Until premature birth can be prevented there will be challenges surrounding the care of the VLBW infant. There are difficult decisions to be made regarding consent of the family in danger of delivering a very premature infant, resuscitation of that infant, long-term quality of life for the infant and family, and when treatment fails providing a pain-free death with dignity, which also provides emotional support for the family. The best care will be provided by physicians and support staff working closely with families to alleviate some of the inherent emotional distress associated with neonatal intensive care unit care.

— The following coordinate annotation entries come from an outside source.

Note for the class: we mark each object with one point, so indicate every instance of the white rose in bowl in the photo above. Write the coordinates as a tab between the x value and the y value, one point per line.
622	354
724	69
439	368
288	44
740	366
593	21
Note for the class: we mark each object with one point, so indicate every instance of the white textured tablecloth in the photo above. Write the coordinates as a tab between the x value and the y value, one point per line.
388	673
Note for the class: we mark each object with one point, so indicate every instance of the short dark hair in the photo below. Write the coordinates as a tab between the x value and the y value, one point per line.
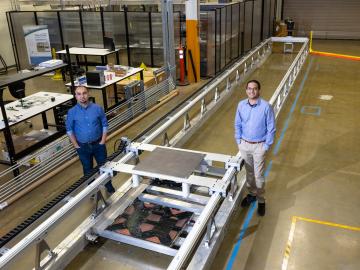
81	86
254	81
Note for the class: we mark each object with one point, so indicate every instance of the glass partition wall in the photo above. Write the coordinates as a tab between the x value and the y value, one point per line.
227	31
138	35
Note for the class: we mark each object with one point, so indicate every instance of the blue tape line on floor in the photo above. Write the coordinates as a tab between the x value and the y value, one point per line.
242	232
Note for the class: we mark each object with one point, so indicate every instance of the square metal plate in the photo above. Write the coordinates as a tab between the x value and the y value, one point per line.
170	162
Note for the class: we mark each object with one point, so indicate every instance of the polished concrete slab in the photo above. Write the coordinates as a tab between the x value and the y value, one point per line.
315	172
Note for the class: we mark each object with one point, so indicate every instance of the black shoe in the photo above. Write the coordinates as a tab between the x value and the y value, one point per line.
261	209
248	200
110	188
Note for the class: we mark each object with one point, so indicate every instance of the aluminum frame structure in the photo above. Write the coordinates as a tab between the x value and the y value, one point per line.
217	209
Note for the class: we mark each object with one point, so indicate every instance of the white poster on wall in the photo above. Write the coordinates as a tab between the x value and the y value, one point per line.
37	43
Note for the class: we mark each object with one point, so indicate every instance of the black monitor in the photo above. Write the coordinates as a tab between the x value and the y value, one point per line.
109	44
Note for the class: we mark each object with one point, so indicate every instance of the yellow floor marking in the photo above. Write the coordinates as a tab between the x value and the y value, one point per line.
292	232
329	224
337	55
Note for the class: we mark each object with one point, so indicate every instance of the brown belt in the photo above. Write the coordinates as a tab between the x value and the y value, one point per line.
252	142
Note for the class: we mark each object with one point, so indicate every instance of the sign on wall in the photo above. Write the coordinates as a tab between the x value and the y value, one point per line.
37	43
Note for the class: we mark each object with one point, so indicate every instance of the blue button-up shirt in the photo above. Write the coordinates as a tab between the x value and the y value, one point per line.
255	123
86	123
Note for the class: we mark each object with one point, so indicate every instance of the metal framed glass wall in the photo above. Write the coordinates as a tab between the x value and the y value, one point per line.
238	28
137	34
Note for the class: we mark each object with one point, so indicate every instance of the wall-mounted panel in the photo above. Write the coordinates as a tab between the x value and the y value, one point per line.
20	19
256	37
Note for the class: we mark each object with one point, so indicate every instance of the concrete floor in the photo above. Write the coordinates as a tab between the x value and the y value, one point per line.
313	173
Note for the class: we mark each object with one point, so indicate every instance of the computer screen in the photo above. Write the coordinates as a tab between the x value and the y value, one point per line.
109	43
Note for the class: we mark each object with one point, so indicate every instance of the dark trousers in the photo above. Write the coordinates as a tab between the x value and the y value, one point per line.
87	152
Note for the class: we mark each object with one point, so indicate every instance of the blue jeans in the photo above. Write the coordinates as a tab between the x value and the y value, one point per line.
87	152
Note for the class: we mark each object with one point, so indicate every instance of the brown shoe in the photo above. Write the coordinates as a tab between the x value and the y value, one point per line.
261	209
248	200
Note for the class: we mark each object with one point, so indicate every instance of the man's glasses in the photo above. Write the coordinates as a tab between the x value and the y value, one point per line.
250	89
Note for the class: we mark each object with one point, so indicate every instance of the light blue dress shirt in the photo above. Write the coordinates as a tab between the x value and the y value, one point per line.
86	123
255	123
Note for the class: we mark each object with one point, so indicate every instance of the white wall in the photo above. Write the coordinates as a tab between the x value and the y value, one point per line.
5	41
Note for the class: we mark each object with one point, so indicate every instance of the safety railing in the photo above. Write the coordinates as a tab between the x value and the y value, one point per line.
282	91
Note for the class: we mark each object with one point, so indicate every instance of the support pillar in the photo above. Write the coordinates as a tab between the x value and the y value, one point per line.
192	38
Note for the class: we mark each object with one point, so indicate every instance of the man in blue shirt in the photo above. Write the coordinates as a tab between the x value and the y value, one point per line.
87	126
254	134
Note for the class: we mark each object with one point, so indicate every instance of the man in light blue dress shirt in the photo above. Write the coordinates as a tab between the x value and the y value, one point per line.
87	126
254	134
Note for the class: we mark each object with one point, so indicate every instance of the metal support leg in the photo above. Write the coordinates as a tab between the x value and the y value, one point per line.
228	84
203	107
136	180
100	197
217	94
233	187
186	190
40	248
187	124
210	231
166	141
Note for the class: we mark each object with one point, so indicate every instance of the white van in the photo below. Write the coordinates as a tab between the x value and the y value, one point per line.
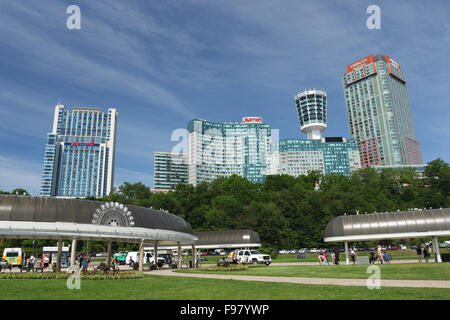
148	258
14	256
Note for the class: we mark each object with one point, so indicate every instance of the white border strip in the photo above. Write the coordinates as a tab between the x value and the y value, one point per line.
65	230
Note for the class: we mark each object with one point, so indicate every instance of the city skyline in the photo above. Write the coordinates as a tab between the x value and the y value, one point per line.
161	69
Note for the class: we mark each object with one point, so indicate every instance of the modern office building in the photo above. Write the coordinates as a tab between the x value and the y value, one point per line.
379	112
79	153
169	169
312	112
223	149
332	155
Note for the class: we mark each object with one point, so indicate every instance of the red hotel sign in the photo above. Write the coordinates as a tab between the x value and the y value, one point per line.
252	119
360	63
84	144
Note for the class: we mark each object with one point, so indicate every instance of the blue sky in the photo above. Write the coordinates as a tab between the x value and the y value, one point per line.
162	63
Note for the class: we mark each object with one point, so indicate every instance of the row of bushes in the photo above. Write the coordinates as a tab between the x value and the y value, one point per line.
63	275
238	267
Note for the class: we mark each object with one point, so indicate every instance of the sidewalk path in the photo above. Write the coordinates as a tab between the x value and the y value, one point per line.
319	281
317	263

SEE ALSO: Informed consent, Prenatal care

Suggested Reading

  • Catlin, A. (Ed.). (2001). Special issue: Neonatal ethics. Journal of Clinical Ethics, 12.
  • Hack, M., Flannery, D. J., Schluchter, M., et al. (2002). Outcomes in young adulthood for very-low-birth-weight infants. New England Journal of Medicine, 346, 149—157.
  • Jonsen, A. R., Siegler, M., & Winslade, W. J. (2002). Clinical ethics: A practical approach to ethical decisions in clinical medicine (5th ed.). New York: McGraw-Hill.
  • Lantos, J. D., Mokalla, M., & Meadow, W. (1997). Resource allocation in neonatal and medical ICUs. American Journal of Respiratory Critical Care Medicine, 156, 185—189.
  • Lee, S., Penner, P. L., & Cox, M. (1991). Impact of very low birth weight infants on the family and its relationship to parental attitudes. Pediatrics, 88, 105-109.
  • Meadow, W., Goldblatt, A. D., & Lantos, J. (2002). Current opinion in pediatrics: Ethics and law 2001. Current Opinion in Pediatrics, 12, 170-173.
  • Philip, A. G. (1995). Neonatal mortality rate: Is further improvement possible? Journal of Pediatrics, 126, 427-433.
  • Pierucci, R. L., Kirby, R. S., Leuthner, S. R., et al. (2001). End-of-life care for neonates and infants: The experience and effects of a palliative care consultation service. Pediatrics, 108(3), 653-660.